Entre las defensas de los automóviles y los embotellamientos, las carreras y el olor a cebolla, aparece en un abrir y cerrar de ojos un espacio de satín blanco y de tira bordada en que los santos ya no son bultos de yeso sino criaturitas indefensas en nuestros brazos terrenales. Los ponemos de cabeza, les quitamos los calzones, los cargamos de los pies como el ginecólogo al recién nacido, nos atrevemos a darles sus nalgadas y renovamos su vestuario. “Santito” canta Liliana Felipe, “Santito”. Los hemos dado a luz, son hijos de nuestro vientre Jesús e incluso cuando vuelven a sus nichos más allá en lo alto les diremos: “Yo a ti te conozco, te tuve entre mis brazos”.

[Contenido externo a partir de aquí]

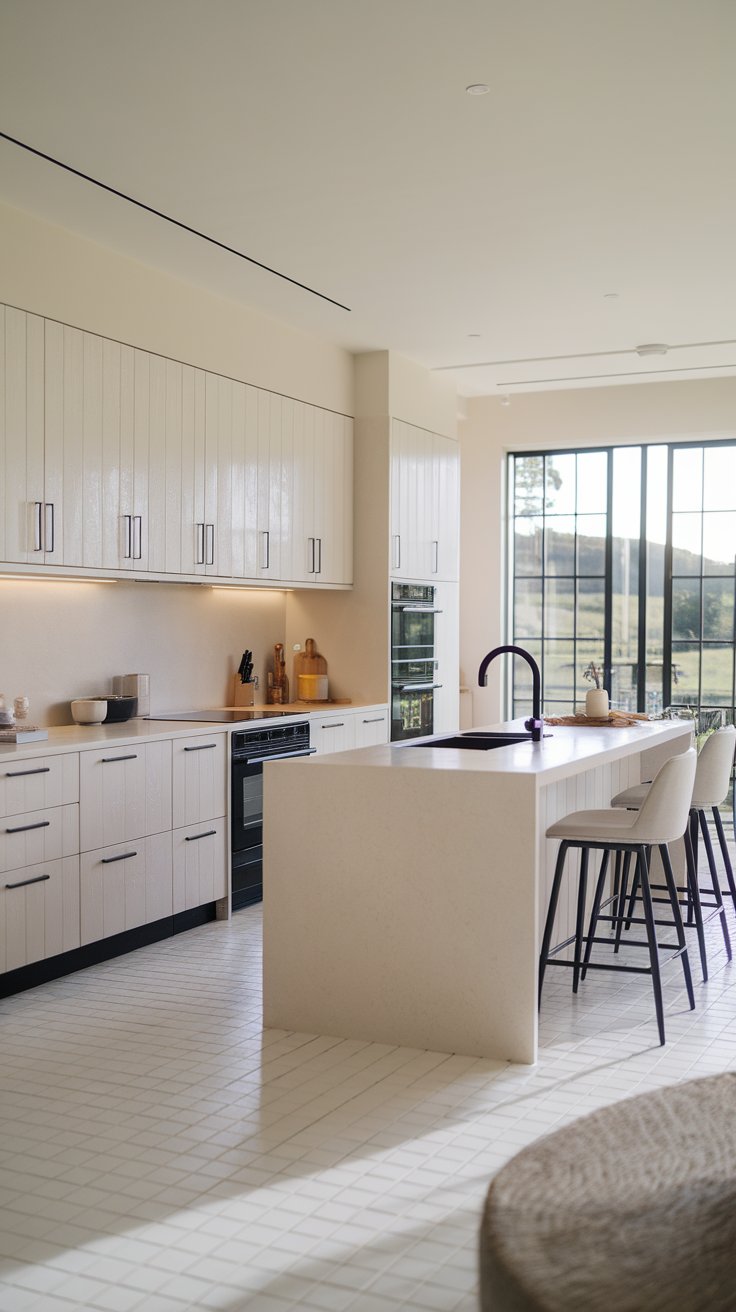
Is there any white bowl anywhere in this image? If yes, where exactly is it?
[71,697,108,724]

¿Cuándo podrían manosearse así las hieráticas estatuas del medievo, los yacientes gisants que quedaron fuera de su sepulcro, las santas bizantinas, los estilizados frailes con su mirada severa, la austeridad de los pliegues en los hábitos monacales? (Por ejemplo, me da mucho miedo la Catedral de Colonia, siento que como cohete va expulsarme por los aires). Sólo en México, la iglesia huele a gente, quizá porque los feligreses andan astrosos. Sólo en México el santoral es propiedad pública y federal.
En la Candelaria del 2 de febrero de 1989 se coló un osito de peluche entre los niños dioses y sin más lo vistieron de niño Muevecorazones, con su capa cubierta de milagros. En el zoológico de Chapultepec había muerto Mamá Panda después de rechazar su último bambú. Quizá esa fue la razón. Quizá en el futuro los panditas remplacen a los niños Jesús.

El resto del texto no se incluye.